Ossie Higgins

Personal information
- Nationality: Welsh / Irish
- Born: 19 January 1931 Dublin, Ireland
- Died: 26 December 2000 (aged 69) Newport, Glamorgan, Wales

Sport
- Sport: Boxing / Association football
- Event: Light heavyweight
- Club: Ebbw Vale Boxing Club Aston Villa FC Ipswich Town FC

Medal record
Representing
Commonwealth Games
| Silver medal – second place | 1958 Cardiff | light-heavyweight |

= Ossie Higgins =

Welsh boxer

Augustine Robert Higgins (19 January 1931 – 26 December 2000) better known as Ossie Higgins was a Welsh/Irish boxer and footballer who won a silver medal at the Commonwealth Games.

== Biography ==
Higgins began boxing in 1946 but retired after boxing as a junior to get married. He was a carpenter's mate by trade and played football for Shamrock Rovers, Aston Villa and Ipswich Town from 1949 to 1953, although he did not earn a first team cap for Villa and only earned two caps for Ipswich.

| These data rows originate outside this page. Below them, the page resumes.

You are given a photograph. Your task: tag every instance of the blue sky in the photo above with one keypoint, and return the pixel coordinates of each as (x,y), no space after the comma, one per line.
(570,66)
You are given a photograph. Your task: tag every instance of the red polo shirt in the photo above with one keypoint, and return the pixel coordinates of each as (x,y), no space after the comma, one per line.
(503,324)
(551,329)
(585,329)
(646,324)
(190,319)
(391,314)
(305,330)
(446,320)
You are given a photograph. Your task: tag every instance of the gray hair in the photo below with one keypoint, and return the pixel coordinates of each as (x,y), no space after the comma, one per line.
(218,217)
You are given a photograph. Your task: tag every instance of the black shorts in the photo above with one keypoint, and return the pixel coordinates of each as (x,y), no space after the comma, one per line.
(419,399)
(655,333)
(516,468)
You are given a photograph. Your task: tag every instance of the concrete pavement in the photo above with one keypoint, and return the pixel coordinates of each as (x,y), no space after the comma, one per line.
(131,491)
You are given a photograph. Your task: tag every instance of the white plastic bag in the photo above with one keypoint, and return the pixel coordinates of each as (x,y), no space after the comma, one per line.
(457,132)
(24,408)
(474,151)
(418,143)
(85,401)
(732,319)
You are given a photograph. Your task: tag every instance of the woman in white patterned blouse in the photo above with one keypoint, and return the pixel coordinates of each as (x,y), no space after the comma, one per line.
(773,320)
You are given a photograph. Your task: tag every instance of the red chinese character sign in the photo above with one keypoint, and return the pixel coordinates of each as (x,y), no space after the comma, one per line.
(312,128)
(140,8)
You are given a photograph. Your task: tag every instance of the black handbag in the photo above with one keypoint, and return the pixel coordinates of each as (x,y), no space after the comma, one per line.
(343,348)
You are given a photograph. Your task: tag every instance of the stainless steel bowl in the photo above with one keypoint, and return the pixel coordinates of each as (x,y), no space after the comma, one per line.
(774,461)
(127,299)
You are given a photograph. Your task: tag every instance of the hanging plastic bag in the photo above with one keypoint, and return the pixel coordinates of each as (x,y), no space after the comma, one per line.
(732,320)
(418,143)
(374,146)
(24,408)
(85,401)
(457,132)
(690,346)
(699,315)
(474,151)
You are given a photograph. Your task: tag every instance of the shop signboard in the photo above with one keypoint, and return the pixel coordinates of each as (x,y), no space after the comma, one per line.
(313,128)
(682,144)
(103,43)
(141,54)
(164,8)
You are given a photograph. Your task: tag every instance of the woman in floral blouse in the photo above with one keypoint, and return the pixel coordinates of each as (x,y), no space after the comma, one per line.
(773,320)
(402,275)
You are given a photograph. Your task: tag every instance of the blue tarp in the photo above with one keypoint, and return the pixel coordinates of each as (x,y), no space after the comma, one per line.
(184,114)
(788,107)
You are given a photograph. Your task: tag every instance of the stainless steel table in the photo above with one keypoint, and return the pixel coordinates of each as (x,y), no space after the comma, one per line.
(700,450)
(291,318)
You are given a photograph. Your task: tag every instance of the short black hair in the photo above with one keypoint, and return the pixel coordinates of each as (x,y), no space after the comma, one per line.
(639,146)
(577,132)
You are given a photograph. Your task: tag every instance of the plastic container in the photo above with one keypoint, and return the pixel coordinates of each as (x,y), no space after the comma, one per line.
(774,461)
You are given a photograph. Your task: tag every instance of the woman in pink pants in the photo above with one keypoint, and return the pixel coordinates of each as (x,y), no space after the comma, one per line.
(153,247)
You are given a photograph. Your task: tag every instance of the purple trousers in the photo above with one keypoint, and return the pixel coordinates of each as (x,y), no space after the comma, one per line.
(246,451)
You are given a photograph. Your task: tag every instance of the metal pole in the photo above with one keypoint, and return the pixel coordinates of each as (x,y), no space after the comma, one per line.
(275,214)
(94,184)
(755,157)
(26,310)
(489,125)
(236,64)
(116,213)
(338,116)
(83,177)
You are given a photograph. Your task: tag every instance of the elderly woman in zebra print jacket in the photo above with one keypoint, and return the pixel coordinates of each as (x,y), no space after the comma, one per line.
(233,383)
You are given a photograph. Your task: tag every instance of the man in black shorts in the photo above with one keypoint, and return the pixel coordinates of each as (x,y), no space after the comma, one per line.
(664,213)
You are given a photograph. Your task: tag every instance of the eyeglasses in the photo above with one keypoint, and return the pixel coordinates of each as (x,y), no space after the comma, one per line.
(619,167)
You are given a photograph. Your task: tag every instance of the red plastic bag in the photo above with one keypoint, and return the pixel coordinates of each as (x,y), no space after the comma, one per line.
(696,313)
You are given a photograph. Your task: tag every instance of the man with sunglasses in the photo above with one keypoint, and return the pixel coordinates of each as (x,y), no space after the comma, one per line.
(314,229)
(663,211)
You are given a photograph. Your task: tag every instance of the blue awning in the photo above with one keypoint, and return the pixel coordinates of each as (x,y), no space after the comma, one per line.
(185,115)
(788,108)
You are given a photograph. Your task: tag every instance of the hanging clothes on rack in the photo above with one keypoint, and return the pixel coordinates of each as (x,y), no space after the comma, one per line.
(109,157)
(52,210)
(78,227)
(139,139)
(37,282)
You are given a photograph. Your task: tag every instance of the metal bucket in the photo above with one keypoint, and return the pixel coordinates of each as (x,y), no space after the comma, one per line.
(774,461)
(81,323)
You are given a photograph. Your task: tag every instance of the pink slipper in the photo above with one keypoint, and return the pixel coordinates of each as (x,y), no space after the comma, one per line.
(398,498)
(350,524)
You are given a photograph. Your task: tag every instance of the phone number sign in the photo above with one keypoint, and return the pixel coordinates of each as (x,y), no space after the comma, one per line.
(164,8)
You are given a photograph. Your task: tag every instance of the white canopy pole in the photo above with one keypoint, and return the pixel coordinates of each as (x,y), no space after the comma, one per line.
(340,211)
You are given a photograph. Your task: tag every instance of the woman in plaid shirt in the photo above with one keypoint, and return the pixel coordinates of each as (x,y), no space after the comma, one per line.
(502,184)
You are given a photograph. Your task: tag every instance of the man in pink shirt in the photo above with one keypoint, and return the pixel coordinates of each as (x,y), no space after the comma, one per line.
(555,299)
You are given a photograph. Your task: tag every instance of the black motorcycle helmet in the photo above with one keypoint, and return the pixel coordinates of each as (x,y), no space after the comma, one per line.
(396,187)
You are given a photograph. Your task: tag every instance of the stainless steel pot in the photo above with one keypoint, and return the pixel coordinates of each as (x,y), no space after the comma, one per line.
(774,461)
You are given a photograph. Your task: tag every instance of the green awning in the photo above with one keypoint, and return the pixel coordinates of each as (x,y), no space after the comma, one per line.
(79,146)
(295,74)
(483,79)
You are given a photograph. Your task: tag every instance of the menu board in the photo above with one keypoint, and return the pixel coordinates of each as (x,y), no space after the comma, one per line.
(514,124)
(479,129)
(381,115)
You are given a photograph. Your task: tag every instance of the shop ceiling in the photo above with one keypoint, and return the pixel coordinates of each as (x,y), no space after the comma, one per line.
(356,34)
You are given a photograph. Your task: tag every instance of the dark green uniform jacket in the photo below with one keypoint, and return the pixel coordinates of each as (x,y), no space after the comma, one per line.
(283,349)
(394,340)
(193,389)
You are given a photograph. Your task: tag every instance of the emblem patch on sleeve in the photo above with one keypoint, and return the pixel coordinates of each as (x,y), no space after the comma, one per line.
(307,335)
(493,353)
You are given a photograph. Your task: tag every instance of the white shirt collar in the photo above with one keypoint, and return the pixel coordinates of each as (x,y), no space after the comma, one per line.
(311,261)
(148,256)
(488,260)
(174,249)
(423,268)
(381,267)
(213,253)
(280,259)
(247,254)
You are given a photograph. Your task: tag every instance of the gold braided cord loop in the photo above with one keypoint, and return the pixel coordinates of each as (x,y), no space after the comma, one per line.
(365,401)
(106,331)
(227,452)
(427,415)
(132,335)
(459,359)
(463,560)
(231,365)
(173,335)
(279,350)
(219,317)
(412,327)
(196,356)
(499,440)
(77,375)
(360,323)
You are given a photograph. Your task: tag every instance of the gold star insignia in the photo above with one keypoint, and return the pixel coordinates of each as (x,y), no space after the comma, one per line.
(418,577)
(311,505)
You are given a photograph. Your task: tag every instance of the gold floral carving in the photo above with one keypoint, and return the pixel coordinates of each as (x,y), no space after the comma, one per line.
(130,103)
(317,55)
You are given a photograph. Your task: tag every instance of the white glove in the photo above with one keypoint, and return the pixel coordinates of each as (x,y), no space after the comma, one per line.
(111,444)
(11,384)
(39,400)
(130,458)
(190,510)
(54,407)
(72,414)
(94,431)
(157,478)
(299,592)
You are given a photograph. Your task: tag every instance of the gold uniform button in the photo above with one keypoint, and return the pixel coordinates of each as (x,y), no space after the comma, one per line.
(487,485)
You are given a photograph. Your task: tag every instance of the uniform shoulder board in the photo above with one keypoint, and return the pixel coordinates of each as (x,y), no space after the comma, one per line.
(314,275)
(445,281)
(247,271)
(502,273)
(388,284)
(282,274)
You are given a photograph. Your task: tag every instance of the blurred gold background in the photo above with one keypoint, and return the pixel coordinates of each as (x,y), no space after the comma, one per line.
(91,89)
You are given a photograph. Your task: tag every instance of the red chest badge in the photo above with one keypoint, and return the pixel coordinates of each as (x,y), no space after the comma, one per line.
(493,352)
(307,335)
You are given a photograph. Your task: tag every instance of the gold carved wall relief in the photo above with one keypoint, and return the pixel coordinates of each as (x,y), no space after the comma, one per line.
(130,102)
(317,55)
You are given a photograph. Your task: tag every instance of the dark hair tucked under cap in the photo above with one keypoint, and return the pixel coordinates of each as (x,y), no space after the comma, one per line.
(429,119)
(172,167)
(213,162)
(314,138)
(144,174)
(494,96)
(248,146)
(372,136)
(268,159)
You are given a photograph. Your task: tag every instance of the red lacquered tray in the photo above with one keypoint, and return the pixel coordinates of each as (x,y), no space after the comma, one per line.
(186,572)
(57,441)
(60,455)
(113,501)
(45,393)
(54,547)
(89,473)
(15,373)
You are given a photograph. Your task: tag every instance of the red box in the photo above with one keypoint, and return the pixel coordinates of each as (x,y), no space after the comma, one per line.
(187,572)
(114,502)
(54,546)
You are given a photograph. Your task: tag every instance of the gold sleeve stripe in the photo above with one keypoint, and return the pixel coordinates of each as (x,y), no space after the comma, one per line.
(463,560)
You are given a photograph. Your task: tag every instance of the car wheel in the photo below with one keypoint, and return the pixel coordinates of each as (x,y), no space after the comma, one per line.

He later resumed his boxing career and was a member of the Ebbw Vale Boxing Club, making his Welsh international debut against Denmark in January 1958. He won the 1958 Welsh ABA light-heavyweight championship.

He was selected for the 1958 Welsh team for the 1958 British Empire and Commonwealth Games in Cardiff, Wales, where he competed in the light-heavyweight category and won the silver medal. The Welsh boxing team secured six medals from ten weight classes.